As calmly as he could manage, he told her about the photos he had received days before. The ones he had hidden from her. And the horrible things that had been done. How Sherwood had taken them, but he still described them one by one, what his old friend’s killer had done to her.
“Who is this person? ” Gabby looked at him, befuddled, recoiling as he described Sherry’s terrible wounds. “Who would do this to somebody? Like some dog.” The more he told her, the less she could even believe it.
“Gabby, there are things I haven’t told you. Things about me, before we met.”
“This is what your brother has been saying, Charlie.” A deepening apprehension robbed the color from her face. “This is what he wanted you to admit.
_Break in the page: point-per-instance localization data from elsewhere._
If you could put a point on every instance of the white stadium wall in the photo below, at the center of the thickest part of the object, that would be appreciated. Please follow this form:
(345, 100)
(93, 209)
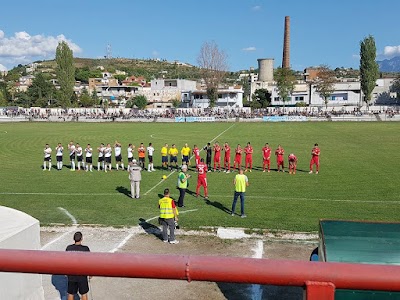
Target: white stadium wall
(19, 231)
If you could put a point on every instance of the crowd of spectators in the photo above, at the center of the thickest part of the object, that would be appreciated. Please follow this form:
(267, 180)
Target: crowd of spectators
(112, 114)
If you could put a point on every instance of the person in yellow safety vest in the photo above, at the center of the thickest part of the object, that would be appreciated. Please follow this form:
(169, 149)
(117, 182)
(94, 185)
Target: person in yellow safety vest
(168, 216)
(183, 183)
(185, 151)
(240, 182)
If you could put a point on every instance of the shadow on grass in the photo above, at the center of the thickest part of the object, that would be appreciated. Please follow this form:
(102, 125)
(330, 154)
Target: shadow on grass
(123, 190)
(218, 205)
(150, 228)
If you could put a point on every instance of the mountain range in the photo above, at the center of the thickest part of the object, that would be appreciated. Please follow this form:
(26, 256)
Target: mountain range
(390, 65)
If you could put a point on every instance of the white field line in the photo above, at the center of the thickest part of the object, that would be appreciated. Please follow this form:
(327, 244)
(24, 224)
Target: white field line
(74, 222)
(122, 243)
(130, 235)
(256, 291)
(189, 158)
(62, 194)
(213, 196)
(217, 196)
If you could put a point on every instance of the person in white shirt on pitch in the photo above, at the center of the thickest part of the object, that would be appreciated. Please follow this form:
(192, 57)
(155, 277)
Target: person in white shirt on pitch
(118, 156)
(130, 154)
(107, 157)
(71, 149)
(79, 156)
(150, 152)
(47, 157)
(59, 153)
(100, 161)
(89, 154)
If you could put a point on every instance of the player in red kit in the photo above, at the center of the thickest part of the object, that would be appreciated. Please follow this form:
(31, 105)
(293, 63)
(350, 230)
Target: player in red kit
(227, 158)
(315, 152)
(238, 157)
(266, 157)
(217, 157)
(196, 153)
(249, 157)
(279, 152)
(292, 163)
(202, 178)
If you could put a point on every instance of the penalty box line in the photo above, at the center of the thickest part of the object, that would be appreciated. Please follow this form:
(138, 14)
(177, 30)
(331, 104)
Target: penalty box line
(173, 172)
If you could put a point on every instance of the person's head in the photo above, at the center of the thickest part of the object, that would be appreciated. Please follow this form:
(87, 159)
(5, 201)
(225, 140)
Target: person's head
(78, 237)
(166, 192)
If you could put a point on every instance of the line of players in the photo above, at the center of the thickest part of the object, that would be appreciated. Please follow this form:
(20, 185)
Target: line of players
(105, 154)
(248, 154)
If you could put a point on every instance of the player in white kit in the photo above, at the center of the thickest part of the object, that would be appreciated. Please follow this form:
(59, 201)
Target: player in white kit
(47, 157)
(59, 154)
(89, 158)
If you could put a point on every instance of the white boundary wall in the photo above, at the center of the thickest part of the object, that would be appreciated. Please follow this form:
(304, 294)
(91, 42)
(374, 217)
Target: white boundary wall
(19, 231)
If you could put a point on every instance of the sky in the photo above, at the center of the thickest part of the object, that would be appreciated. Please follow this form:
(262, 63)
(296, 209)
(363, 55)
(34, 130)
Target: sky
(322, 31)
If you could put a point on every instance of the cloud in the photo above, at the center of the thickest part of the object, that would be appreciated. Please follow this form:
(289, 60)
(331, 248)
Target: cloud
(390, 51)
(24, 48)
(249, 49)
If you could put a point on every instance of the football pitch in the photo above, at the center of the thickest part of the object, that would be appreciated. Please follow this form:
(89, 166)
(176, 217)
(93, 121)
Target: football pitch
(359, 175)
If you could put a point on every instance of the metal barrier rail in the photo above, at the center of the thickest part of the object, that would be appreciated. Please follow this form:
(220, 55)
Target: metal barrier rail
(319, 279)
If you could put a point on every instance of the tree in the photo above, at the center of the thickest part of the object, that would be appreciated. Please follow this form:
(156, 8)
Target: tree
(369, 69)
(65, 71)
(12, 89)
(176, 102)
(285, 81)
(85, 99)
(213, 66)
(3, 99)
(325, 83)
(261, 99)
(41, 88)
(140, 101)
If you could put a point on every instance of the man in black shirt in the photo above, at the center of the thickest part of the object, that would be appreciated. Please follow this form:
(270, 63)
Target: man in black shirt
(78, 283)
(208, 149)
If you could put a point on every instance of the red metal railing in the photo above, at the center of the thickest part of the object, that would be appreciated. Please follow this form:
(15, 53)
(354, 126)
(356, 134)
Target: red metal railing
(319, 279)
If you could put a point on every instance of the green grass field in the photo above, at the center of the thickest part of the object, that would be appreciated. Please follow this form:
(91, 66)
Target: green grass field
(359, 176)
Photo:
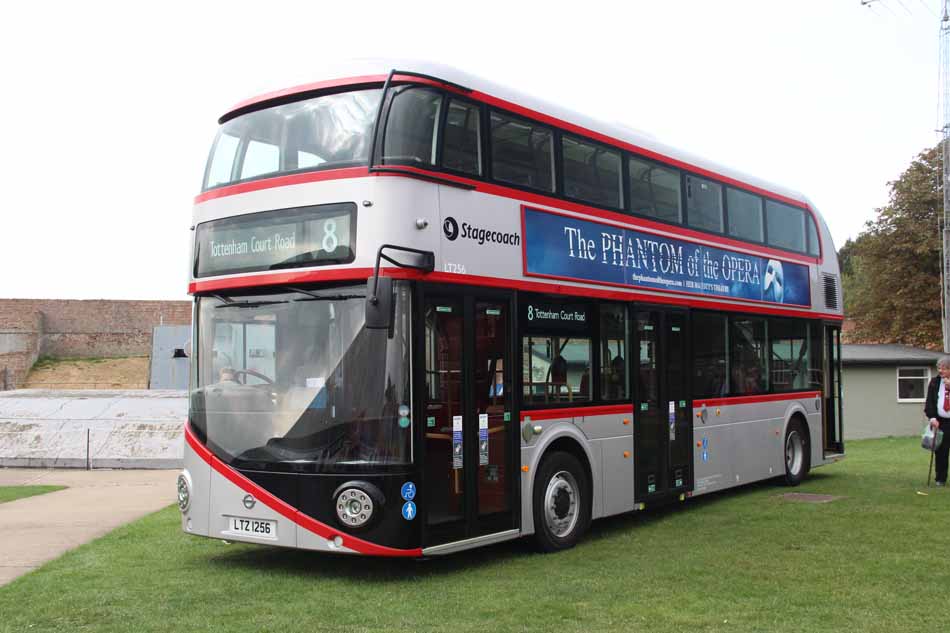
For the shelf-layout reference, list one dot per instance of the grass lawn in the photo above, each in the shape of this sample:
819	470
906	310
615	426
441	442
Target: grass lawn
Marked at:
744	560
11	493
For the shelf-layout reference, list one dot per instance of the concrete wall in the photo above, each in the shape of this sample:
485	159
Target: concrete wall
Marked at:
21	336
100	328
98	429
870	404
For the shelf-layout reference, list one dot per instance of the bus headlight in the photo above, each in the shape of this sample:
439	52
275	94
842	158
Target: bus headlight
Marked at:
184	491
354	507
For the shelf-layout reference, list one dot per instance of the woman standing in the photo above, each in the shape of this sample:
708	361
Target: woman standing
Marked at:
937	409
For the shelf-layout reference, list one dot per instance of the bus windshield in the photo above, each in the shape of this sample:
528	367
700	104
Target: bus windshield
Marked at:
324	132
291	379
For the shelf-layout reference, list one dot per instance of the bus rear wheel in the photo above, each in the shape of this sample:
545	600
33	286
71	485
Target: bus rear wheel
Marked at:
561	502
797	460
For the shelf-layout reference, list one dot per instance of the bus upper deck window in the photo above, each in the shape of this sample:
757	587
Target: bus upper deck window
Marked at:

He-”
“Listen to me, Gabby.” He clasped her hands and slowly, his mind remarkably clear for once, told her of his time on the Riorden Ranch.
Who Sherry was. And Russell Houvnanian-a name Gabby had never heard him utter in all their years but, it now became clear to her, had influenced every day of their lives together, even how they had raised their own son, and how they had hidden like fugitives, shrunk from any chance to raise themselves up.
And finally, he told her who Zorn was. How their paths had crossed years and years before.
Gabby saw it all now. A fog opening up. And the cruelest part was Evan.
“Why, why wouldn’t you ever let him leave, Charlie? When your brother invited him? You said it was because we needed the state support for us all to continue to live. Otherwise we would die. But I see it now… That was a lie. You never wanted him to leave. You never wanted him to have a chance. Why, Charlie…? ”
“I was scared, Gabby. It was the only way I could protect him.”
She pulled back, a sudden judgment flashing in her eyes. “You did this to Evan? All these years. To your own son. You kept him from being someone. And why? Because you feared they would find you? That they would do these things to you too? You said it was out of love, but it was this? You took this out on our son, Charlie?”
“No. No.” He shook his head, but the answer was on his face. In his guilt he felt that it was true.